Em1939, a Hollywood clássica produziu filmes imortais como “E tudo o vento levou” ou “O feiticeiro de Oz”. Em 1969, a indústria norte-americana em ebulição deu-nos, entre outros, “O cowboy da meia noite” ou “Easy rider”, que lançaram os anos 70 e uma nova Hollywood. Trinta anos depois, aconteceu um fenómeno: 1999 foi um ano tão fértil em filmes que ficaram para sempre impregnados no imaginário colectivo, que quase parece impossível que tenha acontecido uma concentração tão influente para o cinema popular. A lista é improvavelmente extensa – abaixo estão apenas oito. “O sexto sentido”, filme de M. Night Shyamalan que celebra amanhã 20 anos, é uma dessas muitas películas que se imiscuíram na memória comunitária. Quem nunca ouviu a frase “I see dead people” [“Eu vejo pessoas mortas”]?, esse momento-chave da performance do pequeno Haley Joel Osment, que nos sussurrou um terror original e levou o filme a seis nomeações aos Oscars – coisa raríssima num filme deste género.
M. Night Shyamalan captou o espírito do tempo.
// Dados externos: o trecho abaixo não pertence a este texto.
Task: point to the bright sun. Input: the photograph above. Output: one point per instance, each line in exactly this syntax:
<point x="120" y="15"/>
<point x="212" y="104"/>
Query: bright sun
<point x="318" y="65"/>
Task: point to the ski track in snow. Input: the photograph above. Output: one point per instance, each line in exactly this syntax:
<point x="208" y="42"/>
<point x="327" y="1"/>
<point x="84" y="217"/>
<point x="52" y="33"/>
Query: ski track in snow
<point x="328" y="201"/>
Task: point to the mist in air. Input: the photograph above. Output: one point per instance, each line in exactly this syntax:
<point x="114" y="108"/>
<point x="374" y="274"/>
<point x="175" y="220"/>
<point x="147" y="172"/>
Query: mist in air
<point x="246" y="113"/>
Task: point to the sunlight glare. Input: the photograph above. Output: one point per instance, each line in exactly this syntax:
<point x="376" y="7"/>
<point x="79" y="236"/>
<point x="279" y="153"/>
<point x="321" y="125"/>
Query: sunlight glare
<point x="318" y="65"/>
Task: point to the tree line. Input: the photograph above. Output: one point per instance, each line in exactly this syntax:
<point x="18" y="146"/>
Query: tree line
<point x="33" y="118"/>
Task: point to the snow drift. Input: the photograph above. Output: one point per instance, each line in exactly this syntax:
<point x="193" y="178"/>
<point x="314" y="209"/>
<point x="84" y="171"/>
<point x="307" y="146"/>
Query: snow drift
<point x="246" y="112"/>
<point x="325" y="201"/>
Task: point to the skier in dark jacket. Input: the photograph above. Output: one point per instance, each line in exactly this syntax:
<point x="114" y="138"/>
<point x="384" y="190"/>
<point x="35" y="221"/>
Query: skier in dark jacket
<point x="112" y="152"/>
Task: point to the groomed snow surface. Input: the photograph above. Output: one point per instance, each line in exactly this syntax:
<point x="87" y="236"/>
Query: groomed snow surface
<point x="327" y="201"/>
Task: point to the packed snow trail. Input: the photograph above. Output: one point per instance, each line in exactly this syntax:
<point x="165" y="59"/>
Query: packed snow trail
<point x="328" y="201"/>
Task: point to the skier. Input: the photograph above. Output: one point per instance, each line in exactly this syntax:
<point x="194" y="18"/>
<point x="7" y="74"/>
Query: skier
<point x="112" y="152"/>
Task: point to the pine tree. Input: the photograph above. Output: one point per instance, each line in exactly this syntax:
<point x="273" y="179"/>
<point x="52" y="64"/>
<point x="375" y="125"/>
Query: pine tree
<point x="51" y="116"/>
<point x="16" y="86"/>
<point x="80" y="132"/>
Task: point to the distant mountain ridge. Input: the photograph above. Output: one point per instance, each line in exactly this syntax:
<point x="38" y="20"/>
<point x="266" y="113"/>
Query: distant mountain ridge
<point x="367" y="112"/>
Executou uma história original e aplicou-lhe uma reviravolta final, a terminar uma década que anunciava promessas tecnológicas e novos receios, com o pânico do “bug” do Milénio (o Y2k) a comandar a paranoia. Havia no ar do tempo um prenúncio de mudança, mesmo que a vida em comum tivesse ainda pouco de virtual e a partilha na sala de cinema cumprisse um ritual escapista de função social (“Clube de combate”, também de 1999, foi isto mesmo). “Matrix”, que tinha chegado em Março do mesmo ano, tinha já aberto o livro das ansiedades sobre o apocalipse capitalista, o domínio das máquinas, a crise ambiental. As audiências estavam preparadas para outras experiências.
Terá sido por isso que “O projecto Blair Witch” também funcionou. A história dos três estudantes que foram para uma floresta gravar um documentário e que desapareceram, deixando para trás gravações a partir das quais se montou um falso documentário, celebrou o 20.º aniversário na semana passada. Tinha um orçamento de 54 mil euros e acabou por gerar 223 milhões de euros nas bilheteiras em todo o Mundo. Foi um colosso cultural inédito, que tomou de assalto as conversas e que fez nascer um novo tipo de filme de terror, de produção low cost (sem “Blairwitch” não haveria, por exemplo “Actividade paranormal”). Mostrou também, ainda antes dos blogues e das redes sociais, a uma geração de autores que a escassez de recursos já não impedia o alcance global. Uma câmara e uma ideia podiam bastar.